India posted a minor current account surplus in the fourth quarter of fiscal 2019-20 also aided by a perk up in remittances by Indians abroad. In India, private transfer receipts, mainly representing remittances by Indians employed overseas, increased to $20.6 billion for the fourth quarter ending March 31, up by 14.8% from their level a year ago. But in a coronavirus-stricken world, most of these workers have come back, while their jobs remain uncertain for now. This is particularly true for the Gulf region, from where more than 60% of India’s remittances flow in.
In Bangladesh, the World Bank estimates have projected that total remittances by migrant workers from Bangladesh will fall to $14 billion for 2020 – around a 25% decrease from the previous year.

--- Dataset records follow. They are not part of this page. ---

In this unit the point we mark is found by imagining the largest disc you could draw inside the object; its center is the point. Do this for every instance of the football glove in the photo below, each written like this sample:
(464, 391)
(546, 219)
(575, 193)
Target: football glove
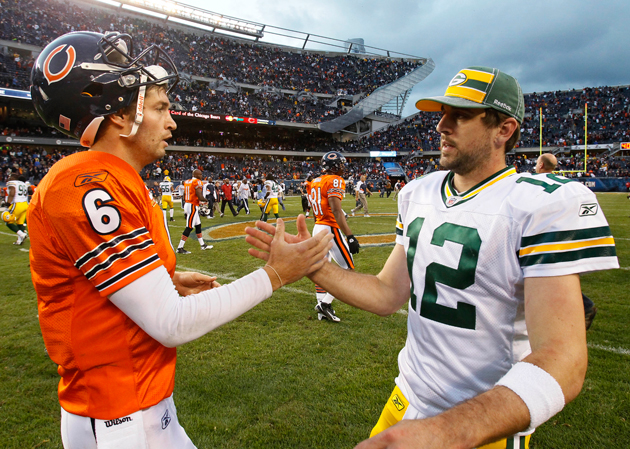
(353, 243)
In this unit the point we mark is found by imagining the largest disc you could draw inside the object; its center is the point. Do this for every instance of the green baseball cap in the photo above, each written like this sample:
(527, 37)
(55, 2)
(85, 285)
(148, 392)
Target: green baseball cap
(480, 87)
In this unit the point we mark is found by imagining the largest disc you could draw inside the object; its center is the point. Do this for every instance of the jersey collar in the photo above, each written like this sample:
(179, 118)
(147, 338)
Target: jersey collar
(451, 198)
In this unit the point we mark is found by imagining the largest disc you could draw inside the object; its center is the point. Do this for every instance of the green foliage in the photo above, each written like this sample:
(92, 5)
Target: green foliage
(278, 378)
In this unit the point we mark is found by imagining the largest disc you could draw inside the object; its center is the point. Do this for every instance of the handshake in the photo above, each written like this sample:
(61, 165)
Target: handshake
(290, 257)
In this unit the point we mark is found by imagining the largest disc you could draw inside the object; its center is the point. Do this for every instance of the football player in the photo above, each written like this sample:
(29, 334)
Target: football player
(166, 191)
(360, 190)
(271, 196)
(327, 192)
(193, 195)
(496, 340)
(17, 199)
(111, 306)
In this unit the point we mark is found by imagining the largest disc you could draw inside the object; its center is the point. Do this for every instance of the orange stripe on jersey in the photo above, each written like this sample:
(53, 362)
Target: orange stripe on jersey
(189, 218)
(190, 190)
(341, 244)
(109, 366)
(321, 189)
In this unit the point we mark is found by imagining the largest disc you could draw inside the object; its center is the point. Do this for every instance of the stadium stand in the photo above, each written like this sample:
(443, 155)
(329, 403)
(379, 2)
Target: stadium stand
(289, 88)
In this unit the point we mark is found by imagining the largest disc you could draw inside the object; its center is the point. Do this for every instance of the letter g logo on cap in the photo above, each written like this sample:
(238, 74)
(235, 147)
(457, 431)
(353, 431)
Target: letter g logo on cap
(458, 79)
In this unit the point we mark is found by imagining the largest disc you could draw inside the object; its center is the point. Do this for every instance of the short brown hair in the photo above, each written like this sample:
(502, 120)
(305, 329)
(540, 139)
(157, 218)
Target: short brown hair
(494, 118)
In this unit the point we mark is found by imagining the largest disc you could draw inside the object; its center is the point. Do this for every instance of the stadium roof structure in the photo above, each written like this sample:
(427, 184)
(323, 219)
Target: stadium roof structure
(222, 24)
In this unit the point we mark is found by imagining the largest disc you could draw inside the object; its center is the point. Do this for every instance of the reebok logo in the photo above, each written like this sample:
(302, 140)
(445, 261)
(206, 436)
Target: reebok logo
(117, 421)
(502, 105)
(587, 210)
(397, 403)
(86, 178)
(166, 420)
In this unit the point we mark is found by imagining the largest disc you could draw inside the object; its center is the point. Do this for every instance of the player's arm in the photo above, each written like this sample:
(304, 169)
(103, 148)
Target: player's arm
(340, 218)
(199, 193)
(153, 302)
(555, 324)
(382, 294)
(11, 194)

However, remittances in Bangladesh increased to $1832.63 million in June from 1504.60 USD Million in May of 2020.Remittances from more than 10 million citizens abroad are very important for Bangladesh and along with garment exports are key source of foreign exchange.
Saudi Arabia has been the largest source of remittances, followed by UAE, Qatar, Oman, Bahrain, Kuwait, Libya, Iraq, Singapore, Malaysia, the US and the UK. In the case of the Philippines, the ADB projected a 20.2-percent fall in remittances in 2020 under a worst-case scenario of the pandemic raging on for one year. Overseas Filipino workers have routinely sent home an average of $2.3 billion a month over the past 5 years with 2019 remittance inflows totaling $30.1 billion or roughly 8.5% of GDP.
While concluding, I pray Allah RabulAalameen that He makes us able to do what we say and give us strength to act with sincerity and faith good for our country.